From 1955 through 1958 he was back with the Memphis Red Sox with a two-year military stint in the middle.

“In ’58 I tried to get my release from Memphis because I had a chance to go with the (AAA) Denver Bears,” said Pride, adding that his relationship with the Red Sox was also strained because they wouldn’t give him a raise.

”I was pitching and playing outfield. I was playing two positions. I thought I ought to have more money,” he said.

Pride, unable to resolve the impasse with Memphis, sat out a year.

”In 1960 I answered an advertisement in The Sporting News,” said Pride.

“They were looking for ball players in Missoula, Montana. I got in good shape and mortgaged the furniture for $400. I gave my wife $200 and took off. The Missoula Timberjacks signed me, and I sent the rest of the money back to her.”

But the dream was short-lived.

As the Negro leagues declined and more Black players were added to major- and minor-league rosters, a new problem arose.

“Back then they had quotas on colored players. Most teams wouldn’t have more than one or two blacks back then,” he said.

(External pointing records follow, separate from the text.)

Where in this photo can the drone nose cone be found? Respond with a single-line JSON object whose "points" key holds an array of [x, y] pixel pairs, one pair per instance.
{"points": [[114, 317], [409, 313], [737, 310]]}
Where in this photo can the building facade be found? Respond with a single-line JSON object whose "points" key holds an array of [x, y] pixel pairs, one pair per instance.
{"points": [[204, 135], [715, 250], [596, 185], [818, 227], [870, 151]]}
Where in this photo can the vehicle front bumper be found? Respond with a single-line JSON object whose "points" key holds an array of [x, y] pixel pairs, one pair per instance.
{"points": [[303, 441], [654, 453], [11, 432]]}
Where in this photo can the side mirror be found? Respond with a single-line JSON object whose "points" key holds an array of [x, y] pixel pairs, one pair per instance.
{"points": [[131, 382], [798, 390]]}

Pride said he was quota-ed out of a position with Missoula, but the manager helped him get into a semi-pro league over in Helena. It would require getting a day job in order to play ball at night. Pride got a job in a smelter.

”I started singing up there,” he said.

“One day at the ballpark, I did the national anthem and maybe one other song (over the public address system). Then, at the end of every game we started going over to this club and I started picking and singing.”

Like most older country-and-western artists today, he finds himself shut out of radio airplay but still enormously popular on tour.

Although based in Dallas, he capitalized on the Branson, Mo., boom by signing a five-year contract with one of the theaters there.

The club since has folded, but he still plays elsewhere in Branson.

Pride said he is looking forward to the Rickwood Classic.

”I still am a good hitter. I played in an old-timers game two years ago and got two doubles. I hit one off Spaceman Bill Lee and the other off (Al) Hrabosky, the Mad Hungarian.”

Both Lee and Hrabosky are former major-league pitchers.

”I always played outfield, too,” recalled Pride, “because of my hitting. I wasn’t a great fielder, but I was no butcher. The curve ball bothered me from the right, so I became a switchhitter. My brother and I tore up Daddy’s henhouse practicing. We used it for a backstop.”